Concours de nouvelles 2018

1er Prix catégorie "Juniors"

La vallée des vampires de Charlotte REBUFFAT

Pour fêter Halloween, j'avais envie de faire quelque chose d'encore plus spécial que d'habitude, d'encore plus spécial que d'aller demander des bonbons à mes voisins. Justement en me promenant en ville, j'ai remarqué une petite pancarte, cachée derrière une affiche électorale et une publicité pour des chaussettes. Le petit prospectus annonçait en grosses lettres : «La vallée des VAMPIRES». En dessous, il était écrit : « Êtes-vous prêts à être plongés en plein cauchemar, à descendre à mille pieds sous terre et à rencontrer des vampires assoiffés de sang sortis justement de leur cercueil pour l'occasion? Alors rendez-vous à vingt heures sur la place Verminck à Fuveau le 31 octobre.

Enchantée à l'idée de faire une attraction tout droit sortie d'un film d'horreur, j'arrache le prospectus en me disant que personne n'en aurait besoin et je cours direct chez ma meilleure amie Alice pour lui proposer de m'accompagner.

Nous arrivons essoufflées sur la place Verrninck comme prévu, pile à l'heure. Il n'y a personne aux alentours et aucune trace d'attraction.

- Ben tant pis, me dit Alice, l'air faussement déçu, il n'y a rien, on n'a qu'à rentrer.
- Pas question ! On va trouver, t'inquiètes.

J'ai réussi à obliger mon amie de m'accompagner, après maintes et maintes discussions et à force d'argumentation, et elle a accepté de venir, mais je sens bien qu'elle n'est pas tranquille.

Alice m'aide à chercher à contrecœur. Nous passons derrière le parking surélevé et apercevons enfin une petite tente noire collée contre un mur. Je m'élance dans cette direction, excitée et enthousiaste tandis que mon amie me suit, peu convaincue. J'entrouvre la tente et un homme habillé lui aussi en noir apparaît devant moi comme par magie.

- Vous êtes là pour l'attraction? me demande-t-il.

Il a une voix étrange, à la fois caverneuse et mielleuse. Son visage est pâle, presque vert et maladif.

- Exact, j'affirme en tendant le prospectus.
- Très bien, entrez, nous somme-t-il.

Je m'engouffre à l'intérieur, Alice à ma suite.

- Mesdemoiselles, vous allez être transportées dans un lieu où vous aurez des choix à faire si vous voulez rester en vie. Préparez-vous à vivre l'expérience la plus traumatisante de votre vie. A tout à l'heure, enfin, si vous ressortez vivantes d'ici, ricane-t-il. Placez-vous au centre de tapis.

J'obtempère, sûre de moi et Alice vient se placer à me côtés.

L'homme crie« Ad vitam aeternam» et tout tourne autour de moi, de plus en plus vite, j'entends mon amie crier à côté de moi et j'atterris dans le noir. Il y a de minuscules bougies à gauche et à droite de ce qui semble être un couloir. Je devrais m'émerveiller de cette téléportation, chercher à comprendre comment l'étrange homme a fait, mais je crois qu'Alice déteint sur moi; j'ai perdu mon assurance. Mon amie gémit justement à côté de moi et je suis sûre qu'elle est en train de se demander pourquoi elle a accepté de me suivre. Je décide de briser le silence :

- J'imagine qu'on doit continuer dans ce couloir, on n'a pas d'autre choix, non?

Nous avançons donc, prudemment dans le tunnel et je me mets à frissonner. Un souffle d'air provenant de je ne sais où me frôle la nuque.

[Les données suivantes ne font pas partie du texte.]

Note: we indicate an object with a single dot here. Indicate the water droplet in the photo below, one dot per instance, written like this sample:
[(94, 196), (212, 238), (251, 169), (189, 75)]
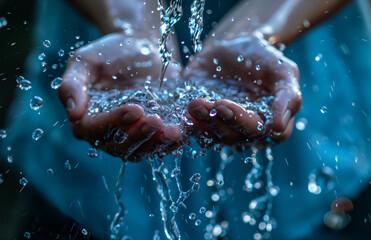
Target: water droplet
[(36, 102), (24, 84), (195, 178), (145, 50), (61, 53), (260, 126), (3, 134), (240, 58), (84, 232), (3, 22), (321, 180), (37, 134), (323, 109), (56, 83), (67, 165), (23, 181), (192, 216), (198, 222), (47, 43), (92, 152), (202, 210), (248, 160), (301, 124), (50, 171), (27, 235), (318, 57), (212, 112), (42, 56)]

Au bout de quelques minutes le chemin s'arrête enfin et nous arrivons devant trois portes. Comme l'avait prédit l'homme de la tente, nous sommes confrontées à trois choix. Sur le premier battant je lis Enfer, sur le deuxième Vampire et sur le troisième il y a écrit Paradis + mort de tous ceux que tu aimes.

- On fait quoi ? me questionne mon amie.
- Ben déjà pas Paradis parce qu'on risque de mourir toutes les deux étant donné que nous tenons l'une à l'autre, et j'ai moyennement envie de rencontrer Lucifer, le meilleur choix serait donc de prendre Vamp ...

Un cri guttural me coupe et je vois un homme habillé comme Dracula, avec de longues canines et un visage blanc arriver de nulle part et se jeter sur nous. Je crie à mon amie de courir et je précipite derrière la deuxième porte. Alice me rejoint une demi-seconde plus tard etje referme le battant au nez du vampire.

- Tu es sûre que c'était une bonne idée de venir ici ? me demande mon amie.

Je ne réponds pas et arrête de bouger, les yeux écarquillés. Je lâche enfin ce que nous pensons toutes les deux :

S'il y a écrit vampire, ça veut dire que nous allons encore en croiser plein !?

Je me laisse glisser par terre, incapable d'avancer, trop effrayée pour commettre le moindre geste. Soudain, quelqu'un éclate de rire. Désorientée, dans le noir le plus complet, il m'est impossible d'en déterminer l'origine.

- Ezekiel aime bien effrayer les nouveaux !
- Qu'est-ce qu'on fait ici?! j'éclate. Expliquez-nous !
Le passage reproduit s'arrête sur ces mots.